While I’d like to say that I feel confident in understanding research methodologies in-depth, I am still processing which methods best fit the type of work I’d like to research for my dissertation. Although I haven’t selected a specific phenomenon to research, I like to explore STEM family engagement in Latino Families. Central to the questions of “how to research?” and “what to research?” is my perspective of why this research? Thus, while reading Creswell & Creswell (2018) and the other assigned articles, I kept thinking about the motivation of my study. Why is my study important? Why research STEM Latino Family Engagement?
Creswell & Creswell (2018) writes that researcher’s personal experiences and insights can influence the type of research methods one chooses. While I do not consider myself committed to a qualitative research approach and thus open to exploring other methods, my background, work experience, and my enjoyment for “personal interviews” and “close-up observations” continue to lead me to the qualitative approach. When I reflect on the qualitative research approach and why I keep going back to choosing this method, I think about the social constructivism epistemology that guides my current work as an education practitioner. According Aram & Salipante Jr. (2003), individuals or groups affected by feelings, beliefs, and thoughts, are also situated in historical and cultural contexts. Thus, knowledge is understood from the individual or group and how they make sense of that experience (Aram & Salipante Jr., 2003). Therefore, when I think about the narratives of science for STEM family engagement, these narratives must include Latino families drawing connections from their historicity and everyday life experiences of what STEM and science mean for them. STEM family engagement programs should recognize science as rooted in cultural practices.

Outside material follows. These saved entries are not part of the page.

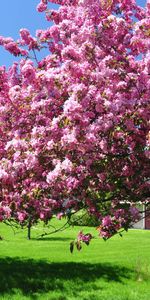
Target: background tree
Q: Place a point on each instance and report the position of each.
(74, 126)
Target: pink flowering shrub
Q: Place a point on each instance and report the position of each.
(74, 128)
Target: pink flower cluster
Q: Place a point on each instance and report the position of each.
(74, 126)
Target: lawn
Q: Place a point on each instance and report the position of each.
(118, 269)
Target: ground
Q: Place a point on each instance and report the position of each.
(44, 269)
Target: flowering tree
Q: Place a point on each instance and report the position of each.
(74, 125)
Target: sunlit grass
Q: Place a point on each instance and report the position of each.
(118, 269)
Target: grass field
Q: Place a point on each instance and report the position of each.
(118, 269)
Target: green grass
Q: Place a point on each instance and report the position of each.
(118, 269)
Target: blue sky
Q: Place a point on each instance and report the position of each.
(16, 14)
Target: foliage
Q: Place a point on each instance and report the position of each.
(83, 219)
(74, 126)
(43, 269)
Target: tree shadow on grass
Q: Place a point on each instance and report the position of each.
(31, 277)
(60, 239)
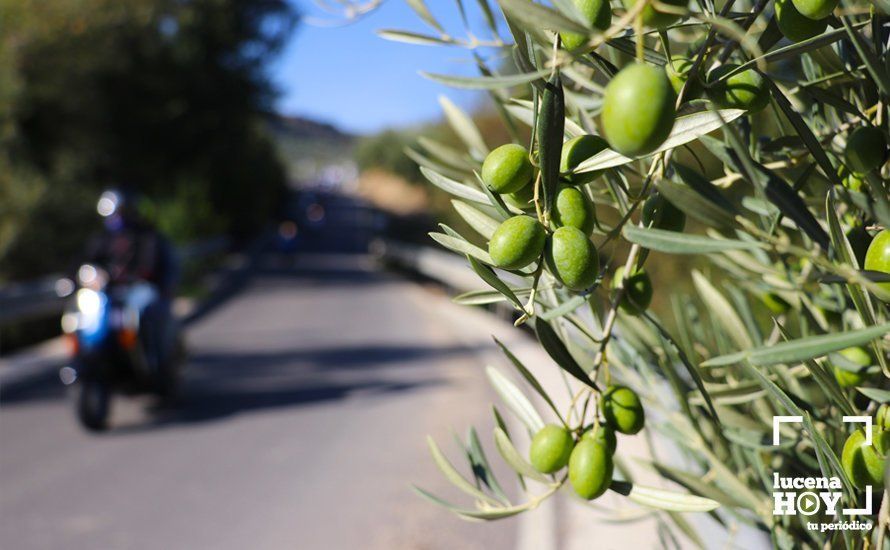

Duffy & Chenail, (2008) further emphasized on epistemology as the relationship between meaning and interpretation as phenomenological inquiry. Explaining that both quantitative and qualitative approaches seek to answer the scientific question using empirical data. This is where I found Edmondson & McManus’s (2007) article on methodology fit helpful in understanding how different research questions and level of knowledge behind the research question can lead to nascent, intermediate, or mature theory. Edmondson & McManus (2007) argue that both qualitative and quantitative paradigms are both equally meritorious depending on the theory we are building as researchers. Both qualitative and quantitative have a question to answer, with each method requiring a survey of literature and research design to collect and analyze data (Creswell & Creswell, 2018; Edmonson & McManus, 2007). However, Edmondson & McManus (2007) propose that the “two methods can be combined successfully in cases where the goal is to increase the validity of new measures through triangulation” (p. 1157).
When thinking about the work I’d like to explore in my research, I see myself using Edmondson & McManus (2007) methodological fit as a structure to as an overarching criterion for my research starting with Four Key Elements of a Field Research Project and moving to the Three Archetypes of Methodological Fit in Field Research to understand the epistemological ramifications of how the methodological fit appropriately can help me answer my research question.
References Aram, J.D. and Salipante, P. F. (2003), Bridging Scholarship in Management: Epistemological Reflections, Vol. 14, 189-205. Creswell, J. & Creswell, J.D. (2018). Research Design, (5th ed.). Los Angeles, CA: Sage. Duffy, M. & Chenail, R. (2008). Values in Qualitative and Quantitative Research. Counseling and Values, Vol 53. Pp. 22-53 Edmondson, A. and McManus, S. (2007). Methodological Fit in Management Field Research. Academy of Management Review, Vol. 32, No 4. 1155-1179.